Following the flooding in Manhattan and along the New Jersey shores, Sandy highlighted the need for comprehensive, high-resolution coastal flood modeling solutions. Sandy also provided deeper insights into flood coverage terms and assumptions across various lines of business throughout the insurance industry.
With the anniversary of Superstorm Sandy (October 29) approaching, RMS identified which coastal cities may be hit with a major coastal flood event.
Using RiskLink 13.0, the latest version of our North Atlantic Hurricane model suite, RMS calculated the 100-year return period (RP) surge loss contribution (%) for 12 coastal central business districts, which ranged from Galveston to New York City.
Believe it or not, cities like Miami and the Outer Banks in North Carolina exhibited some of the lowest risk against a major surge event, with 100-year RP contributions of 5% each.
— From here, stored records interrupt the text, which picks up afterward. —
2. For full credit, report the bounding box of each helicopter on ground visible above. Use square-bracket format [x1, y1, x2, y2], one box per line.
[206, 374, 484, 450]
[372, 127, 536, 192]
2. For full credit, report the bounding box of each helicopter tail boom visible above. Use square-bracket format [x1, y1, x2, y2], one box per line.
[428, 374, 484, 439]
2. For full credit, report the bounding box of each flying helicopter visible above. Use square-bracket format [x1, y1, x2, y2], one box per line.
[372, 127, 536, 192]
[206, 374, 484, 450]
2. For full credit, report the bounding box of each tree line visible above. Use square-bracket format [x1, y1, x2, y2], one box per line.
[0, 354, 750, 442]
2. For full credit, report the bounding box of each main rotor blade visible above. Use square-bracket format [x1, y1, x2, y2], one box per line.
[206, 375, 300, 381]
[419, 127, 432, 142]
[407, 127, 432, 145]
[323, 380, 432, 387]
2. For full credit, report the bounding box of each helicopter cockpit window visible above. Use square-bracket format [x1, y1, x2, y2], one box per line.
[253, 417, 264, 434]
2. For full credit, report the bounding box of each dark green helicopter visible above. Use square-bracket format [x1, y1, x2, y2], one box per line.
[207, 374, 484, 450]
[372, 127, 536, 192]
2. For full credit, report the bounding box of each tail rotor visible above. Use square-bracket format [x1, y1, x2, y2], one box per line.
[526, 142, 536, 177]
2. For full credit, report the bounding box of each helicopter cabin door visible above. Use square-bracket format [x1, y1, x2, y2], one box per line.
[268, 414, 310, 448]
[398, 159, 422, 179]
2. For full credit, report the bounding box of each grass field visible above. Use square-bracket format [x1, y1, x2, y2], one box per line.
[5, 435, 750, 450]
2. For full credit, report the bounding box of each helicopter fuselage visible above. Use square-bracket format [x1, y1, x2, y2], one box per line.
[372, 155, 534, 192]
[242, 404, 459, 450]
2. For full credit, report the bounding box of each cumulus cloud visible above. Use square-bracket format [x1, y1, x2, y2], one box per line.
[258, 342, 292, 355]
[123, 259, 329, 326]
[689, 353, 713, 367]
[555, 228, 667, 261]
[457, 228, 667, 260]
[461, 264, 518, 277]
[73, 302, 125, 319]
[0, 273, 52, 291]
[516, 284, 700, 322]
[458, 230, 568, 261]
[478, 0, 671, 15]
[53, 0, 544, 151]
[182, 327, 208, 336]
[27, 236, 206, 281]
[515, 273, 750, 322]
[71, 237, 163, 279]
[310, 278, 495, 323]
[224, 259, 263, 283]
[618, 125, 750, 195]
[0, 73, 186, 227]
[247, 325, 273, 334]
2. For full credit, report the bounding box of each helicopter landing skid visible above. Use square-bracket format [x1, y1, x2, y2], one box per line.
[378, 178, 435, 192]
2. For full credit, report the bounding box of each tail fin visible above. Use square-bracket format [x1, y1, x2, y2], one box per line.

Consistent across all high-risk cities:
- Located in fairly low-lying areas at or below sea level
- Close to shallow-sloping sea beds
These characteristics, among others like wind intensity and angle of landfall, effectively allow for surge to gradually build throughout an approaching storm and impact nearby coastal regions with little or no resistance.
In RiskLink 13.0, the RMS view of coastal flood risk remains up-to-date. With the core hazard modeling methodology in place since 2011, RMS has integrated the latest science, data, and industry development into the high-resolution (as high as 180 meters along coastlines and within regions of high exposure densities), hydrodynamic storm surge model from DHI known as MIKE 21.
The inclusion of these updates effectively reduces the uncertainty associated with surge hazard and loss, and ensures that the RMS coastal flood model continues to be the only credible model for quantifying surge risk accurately.
The market has taken notice. In July 2013, RMS was selected by First Mutual Transportation Authority to model the risk for the first ever storm surge catastrophe bond.
With these advancements and over 30,000 stochastic events that impact the U.S. comes a deeper insight into when and where the next major coastal flood event could occur. For instance, Superstorm Sandy surge losses contributed to 65% of total insured losses.
In RiskLink 13.0, there are over 3,000 stochastic events that do the same, which translates to an annual likelihood of about 10% across all U.S. hurricane states, based on long-term hurricane frequencies. This annual likelihood nearly triples in the Northeast (29%) and doubles in the Gulf (17%), the two regions at highest risk of experiencing the next Sandy-like event.
Similarly, given that a hurricane impacts the U.S., there is a 30% annual chance that the full insured surge loss will exceed $1 billion USD, and nearly a 14% chance that the same losses exceed $5 billion USD.
Regardless of when or where the next major surge event occurs the industry needs to have the right tools available in order to model the magnitude and severity of catastrophic storm surge accurately. For instance, coastal flood models such as MIKE 21 simulate surge characteristics throughout the lifetime of the event, not just at landfall, because it is well known that hurricanes with similar landfalling characteristics do not always produce the same surge risk.
Equally as important is the need for coastal flood models like MIKE 21 to be able to capture the localized nature of key geographical and geological features such as topography, land use, land cover, and bathymetry.
As the industry continues to gain a better understanding of their coastal flood risk landscape, especially on the local scale, RMS will continue to help by incorporating the latest available data and research into our model, investigating the underlying uncertainties and modeling challenges, and investing in future modeling capabilities on RMS(one).